"Pearce, Danny" thus spake unto me: > `http://www.iss.net - RealSecure/Internet Security Scanner(set of) > `http://www.wheelgroup.com - NetRanger/NetSonar > `http://www.nai.com - CyberCop > `http://www.axent.com - NetRecon > > Plus a few others that are not so good > > Abirnet SessionWall > NFR Network Flight Recorder (www.nfr.org) What are your criteria for saying which of these are and aren't good?
Are you considering only the scope of the vulnerability database which is of somewhat decreased value in the face of packet manipulation attacks mentioned by the SNI paper? Some versions of the above systems are not able to detect attacks that are in their vulnerability database when an attacker is fragmenting traffic or otherwise manipulating traffic.

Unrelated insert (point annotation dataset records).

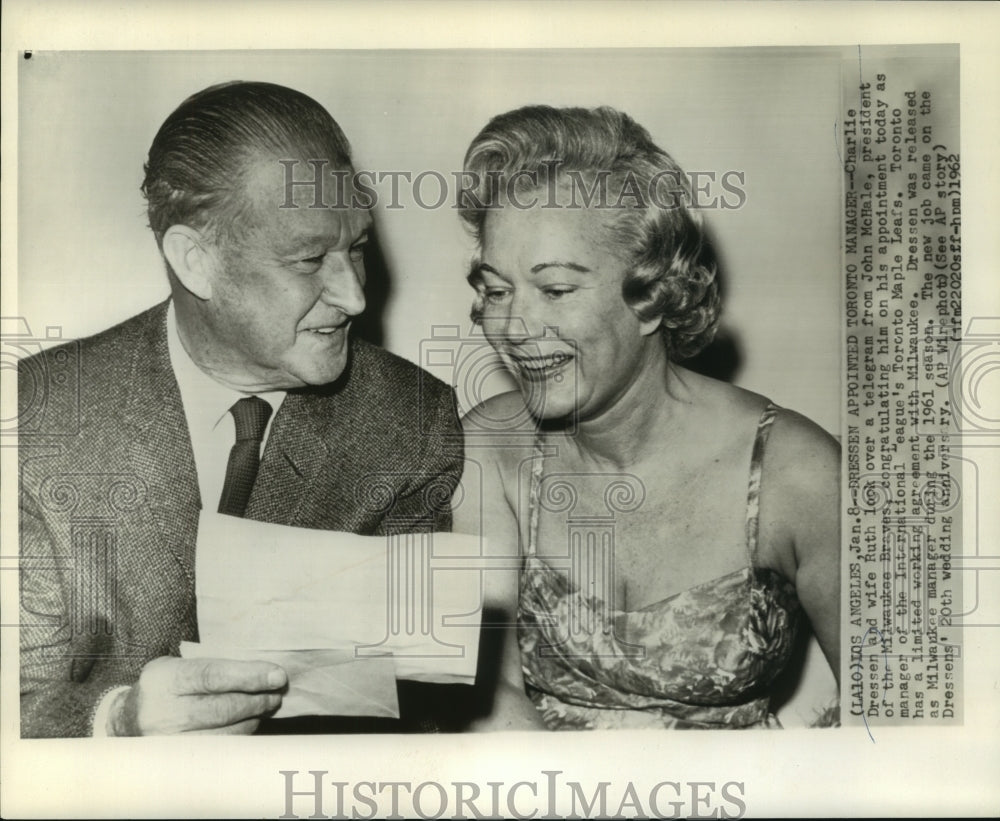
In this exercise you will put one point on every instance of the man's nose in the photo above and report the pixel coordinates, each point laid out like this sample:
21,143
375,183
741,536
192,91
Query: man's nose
343,284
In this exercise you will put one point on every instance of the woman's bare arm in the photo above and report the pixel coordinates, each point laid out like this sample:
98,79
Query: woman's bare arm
801,486
481,507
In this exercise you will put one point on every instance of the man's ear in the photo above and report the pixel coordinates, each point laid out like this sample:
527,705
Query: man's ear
649,326
192,258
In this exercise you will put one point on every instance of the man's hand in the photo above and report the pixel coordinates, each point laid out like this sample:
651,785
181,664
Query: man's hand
175,695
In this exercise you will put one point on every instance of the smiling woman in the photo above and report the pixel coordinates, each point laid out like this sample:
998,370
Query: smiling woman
673,530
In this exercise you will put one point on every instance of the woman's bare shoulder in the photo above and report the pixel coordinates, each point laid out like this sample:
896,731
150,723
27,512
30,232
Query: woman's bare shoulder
801,450
499,416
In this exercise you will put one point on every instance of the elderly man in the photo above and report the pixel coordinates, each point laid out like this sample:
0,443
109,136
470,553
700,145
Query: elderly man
245,393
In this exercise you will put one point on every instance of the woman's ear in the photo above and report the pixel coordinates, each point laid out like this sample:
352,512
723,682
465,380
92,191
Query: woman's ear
191,258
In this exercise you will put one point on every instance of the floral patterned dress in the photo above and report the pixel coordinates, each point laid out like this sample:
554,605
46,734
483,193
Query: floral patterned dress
702,658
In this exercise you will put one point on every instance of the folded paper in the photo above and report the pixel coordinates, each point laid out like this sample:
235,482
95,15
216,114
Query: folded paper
348,614
321,682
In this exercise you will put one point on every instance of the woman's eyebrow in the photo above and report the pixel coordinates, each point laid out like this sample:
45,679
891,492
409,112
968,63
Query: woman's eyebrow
572,266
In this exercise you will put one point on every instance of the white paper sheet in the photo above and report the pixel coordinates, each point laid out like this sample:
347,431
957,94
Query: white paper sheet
340,612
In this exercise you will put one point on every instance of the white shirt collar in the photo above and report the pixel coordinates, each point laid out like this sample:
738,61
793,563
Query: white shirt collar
206,408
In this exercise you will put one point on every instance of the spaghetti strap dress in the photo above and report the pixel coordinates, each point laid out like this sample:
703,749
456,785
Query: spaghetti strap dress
701,658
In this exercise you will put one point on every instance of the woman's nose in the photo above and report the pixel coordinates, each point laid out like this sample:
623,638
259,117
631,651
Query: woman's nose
524,322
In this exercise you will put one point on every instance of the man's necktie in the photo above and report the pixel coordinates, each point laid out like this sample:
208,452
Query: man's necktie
251,415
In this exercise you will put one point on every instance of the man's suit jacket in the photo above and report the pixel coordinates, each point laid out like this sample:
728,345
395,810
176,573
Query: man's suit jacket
110,501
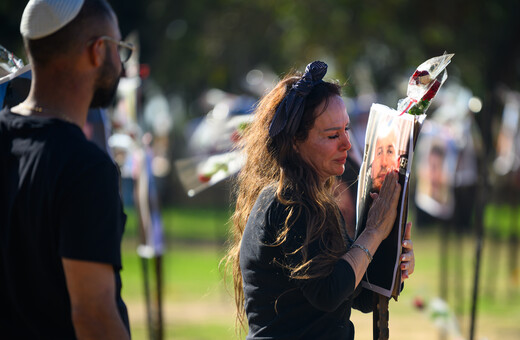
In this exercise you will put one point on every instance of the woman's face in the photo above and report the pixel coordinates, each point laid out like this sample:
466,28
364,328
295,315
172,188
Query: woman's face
326,146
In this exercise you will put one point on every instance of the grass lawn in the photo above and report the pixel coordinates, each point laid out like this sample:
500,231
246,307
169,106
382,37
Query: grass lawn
197,305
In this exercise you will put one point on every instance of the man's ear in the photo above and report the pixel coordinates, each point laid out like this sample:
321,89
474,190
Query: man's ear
96,52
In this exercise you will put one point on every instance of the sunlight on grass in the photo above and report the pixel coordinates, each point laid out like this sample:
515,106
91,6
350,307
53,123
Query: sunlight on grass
197,305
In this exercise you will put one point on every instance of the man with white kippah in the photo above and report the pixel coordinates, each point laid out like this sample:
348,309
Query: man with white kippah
61,215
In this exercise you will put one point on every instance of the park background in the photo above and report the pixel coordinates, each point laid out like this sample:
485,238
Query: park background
192,51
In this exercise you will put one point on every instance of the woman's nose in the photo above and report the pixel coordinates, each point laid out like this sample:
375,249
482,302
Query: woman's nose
346,141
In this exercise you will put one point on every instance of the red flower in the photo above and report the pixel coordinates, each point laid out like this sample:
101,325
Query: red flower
204,178
418,77
432,91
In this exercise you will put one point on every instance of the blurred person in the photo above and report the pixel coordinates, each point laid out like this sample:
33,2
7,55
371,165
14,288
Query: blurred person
385,158
296,271
61,217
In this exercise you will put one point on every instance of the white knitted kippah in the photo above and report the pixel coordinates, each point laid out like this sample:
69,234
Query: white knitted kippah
44,17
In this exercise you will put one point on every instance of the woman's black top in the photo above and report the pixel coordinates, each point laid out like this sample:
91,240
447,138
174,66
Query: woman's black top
278,307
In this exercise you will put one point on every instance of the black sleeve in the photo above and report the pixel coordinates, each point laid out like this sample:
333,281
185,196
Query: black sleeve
328,293
324,293
364,302
92,219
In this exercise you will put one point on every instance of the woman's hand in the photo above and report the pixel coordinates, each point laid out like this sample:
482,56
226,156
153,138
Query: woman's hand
407,256
382,213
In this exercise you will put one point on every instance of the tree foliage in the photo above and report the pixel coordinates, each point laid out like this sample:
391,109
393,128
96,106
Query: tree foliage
195,45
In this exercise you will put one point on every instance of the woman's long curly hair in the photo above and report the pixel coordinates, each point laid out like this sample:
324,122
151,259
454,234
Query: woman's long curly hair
274,161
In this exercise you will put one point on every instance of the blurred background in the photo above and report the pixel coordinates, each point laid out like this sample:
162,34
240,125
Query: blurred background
200,67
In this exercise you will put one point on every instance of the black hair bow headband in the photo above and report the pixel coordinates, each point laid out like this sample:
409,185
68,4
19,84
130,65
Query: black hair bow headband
290,110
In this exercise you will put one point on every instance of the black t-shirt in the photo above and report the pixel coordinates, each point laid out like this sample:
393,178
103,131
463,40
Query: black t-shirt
278,307
59,197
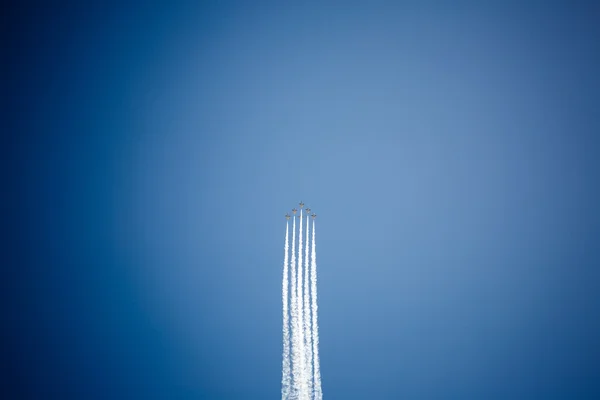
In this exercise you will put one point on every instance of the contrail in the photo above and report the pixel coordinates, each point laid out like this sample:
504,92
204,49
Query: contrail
286,378
301,368
317,390
307,317
303,387
294,313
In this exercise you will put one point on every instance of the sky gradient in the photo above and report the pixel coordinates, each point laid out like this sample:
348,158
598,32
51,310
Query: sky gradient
452,154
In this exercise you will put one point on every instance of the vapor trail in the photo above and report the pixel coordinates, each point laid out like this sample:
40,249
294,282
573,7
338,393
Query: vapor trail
307,317
318,392
294,313
303,386
286,378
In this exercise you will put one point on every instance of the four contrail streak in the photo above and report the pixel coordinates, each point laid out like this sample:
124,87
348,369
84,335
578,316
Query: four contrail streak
303,386
294,313
286,377
301,376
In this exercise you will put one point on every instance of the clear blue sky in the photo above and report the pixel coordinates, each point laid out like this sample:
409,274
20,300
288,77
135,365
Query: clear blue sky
451,152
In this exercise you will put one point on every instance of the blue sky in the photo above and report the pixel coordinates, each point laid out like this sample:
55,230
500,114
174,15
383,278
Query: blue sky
451,153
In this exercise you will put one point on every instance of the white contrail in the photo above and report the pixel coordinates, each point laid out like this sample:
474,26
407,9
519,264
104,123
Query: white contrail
318,392
303,387
294,314
285,378
307,317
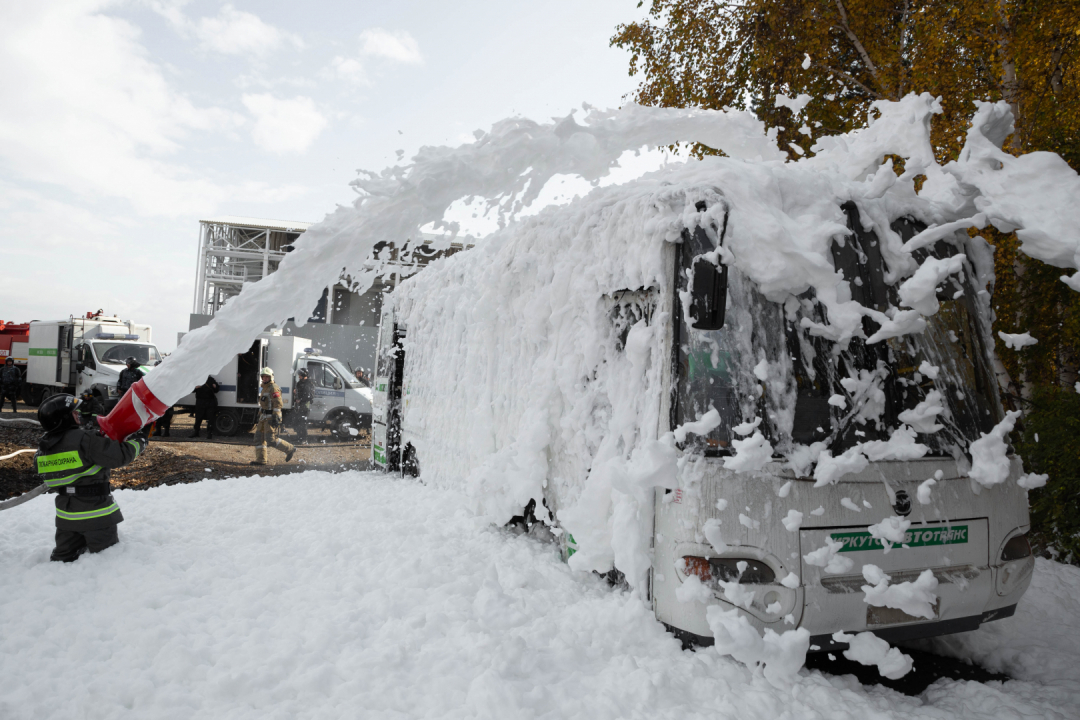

Are you considering how well the products scale in terms of managing them in a large, heterogeneous, distributed environment? Some of these are limited in the number of monitors that can be deployed per management console, the range of physical media types and network protocols supported, and the bandwidth that the monitor can keep up with.
Are they extensible by the end user or does the customer have to rely on the vendor to release new attack signatures? I would hate to have a window of time where a known and understood attack can get by because I am waiting for the next product release. I have yet to see a vendor release updates more frequently than once a month. In some environments that window is too large of an exposure.
The worst things we can do as security professionals is say that a product is good or bad without giving the context in which that judgement is made.